In discussing this Halacha, the Shulhan Aruch (Orah Haim 338:2) presents a ruling that will sound startling to most of us. The ruling is based on the general principle of "Shebut De’shebut Be’makom Misva" – that when necessary for the sake of a Misva, one may ask a non-Jew to perform an action that for Jews is forbidden Mi’de’rabbanan – by a decree of the Sages. As long as the act in not forbidden by Torah law, and is forbidden only by the Rabbis, one may ask a non-Jew to perform the act if this is necessary for the purpose of a Misva. As such, the Shulhan Aruch rules, one may bring non-Jews to play music on Shabbat for the celebration of a Sheba Berachot. Since playing music at a Sheba Berachot fulfills the Misva of Simhat Hatan Ve’kalla – rejoicing with the bride and groom – and playing music (without the use of electricity) is forbidden by the Sages, and not by Torah law, one may have non-Jews play music at a Sheba Berachot on Shabbat. The Rama (Rav Moshe Isserles of Cracow, 1530-1572) goes even further, and permits asking a non-Jew on Shabbat to repair an instrument that is needed for music at a Sheba Berachot.
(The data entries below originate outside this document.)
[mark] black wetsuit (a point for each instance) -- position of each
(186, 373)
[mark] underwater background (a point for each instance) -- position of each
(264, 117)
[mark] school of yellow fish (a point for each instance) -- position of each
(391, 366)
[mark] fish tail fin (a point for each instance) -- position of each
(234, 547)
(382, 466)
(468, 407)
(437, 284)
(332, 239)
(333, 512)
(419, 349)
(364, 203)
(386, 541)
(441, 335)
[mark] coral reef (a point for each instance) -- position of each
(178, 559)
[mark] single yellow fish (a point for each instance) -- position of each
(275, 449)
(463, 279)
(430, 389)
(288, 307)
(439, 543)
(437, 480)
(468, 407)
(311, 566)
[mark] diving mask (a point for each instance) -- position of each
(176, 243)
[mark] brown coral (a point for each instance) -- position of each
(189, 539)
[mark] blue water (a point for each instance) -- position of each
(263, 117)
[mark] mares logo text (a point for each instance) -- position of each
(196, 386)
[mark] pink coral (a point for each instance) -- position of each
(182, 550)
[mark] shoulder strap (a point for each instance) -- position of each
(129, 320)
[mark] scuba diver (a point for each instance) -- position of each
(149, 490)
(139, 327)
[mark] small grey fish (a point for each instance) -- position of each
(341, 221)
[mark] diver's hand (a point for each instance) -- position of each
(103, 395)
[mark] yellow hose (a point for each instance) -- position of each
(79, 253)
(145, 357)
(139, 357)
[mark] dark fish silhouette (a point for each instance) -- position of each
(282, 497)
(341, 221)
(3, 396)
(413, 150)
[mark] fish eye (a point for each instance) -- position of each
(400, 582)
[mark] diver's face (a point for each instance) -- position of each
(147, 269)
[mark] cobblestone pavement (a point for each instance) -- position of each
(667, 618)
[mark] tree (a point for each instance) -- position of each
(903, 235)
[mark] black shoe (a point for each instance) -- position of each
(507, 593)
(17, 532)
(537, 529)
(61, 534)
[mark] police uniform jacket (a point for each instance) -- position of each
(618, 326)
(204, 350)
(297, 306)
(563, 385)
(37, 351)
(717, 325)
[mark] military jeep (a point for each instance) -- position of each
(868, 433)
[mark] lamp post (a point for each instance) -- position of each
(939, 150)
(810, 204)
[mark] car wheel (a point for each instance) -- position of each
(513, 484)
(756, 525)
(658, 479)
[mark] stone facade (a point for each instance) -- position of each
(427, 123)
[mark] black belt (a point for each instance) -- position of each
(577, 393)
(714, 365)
However, while this is the explicit ruling of the Shulhan Aruch, the widespread custom throughout the generations is not to put this Halacha into practice. The Rabbis were, understandably, concerned about the potential effects of having music played on Shabbat, as people who do not understand the mechanics of this Halacha – specifically, the concept of "Shebut De’shebut Be’makom Misva" – will reach wrong conclusions and permit music in other situations when Halacha forbids it. They might bring non-Jews to play music in contexts that do not involve a Misva, and they might bring non-Jews to play music with electric instruments and amplification systems, which is clearly forbidden. Indeed, the Ben Ish Hai (Rav Yosef Haim of Baghdad, 1833-1909) writes (Parashat Shofetim, Shana Rishona, 18) that the practice in Baghdad was to have music played for a newlywed couple on Shabbat, but he stopped this practice out of concern of what it might it lead to.
It is worth noting in this context the remark made by Rav Moshe Feinstein (1895-1986) that Shabbat in our generation is like a "Gosses" – a person about to die. Halacha forbids touching a "Gosses," even gently, as even the gentlest touch could hasten the person’s death. Likewise, Rav Moshe warned, we may not "touch" Shabbat in any way, by accepting leniencies that could potentially lead people to be even less careful with regard to Shabbat observance than they already are.
Therefore, although technically, it is permissible to hire non-Jews to play music at a Sheba Berachot on Shabbat, this should not be done as a matter of practice.
Summary: It is forbidden to play music on Shabbat, even if no electricity is used, and one may not hire non-Jews to play music on Shabbat, even for the purpose of a Misva, such as a Sheba Berachot celebration.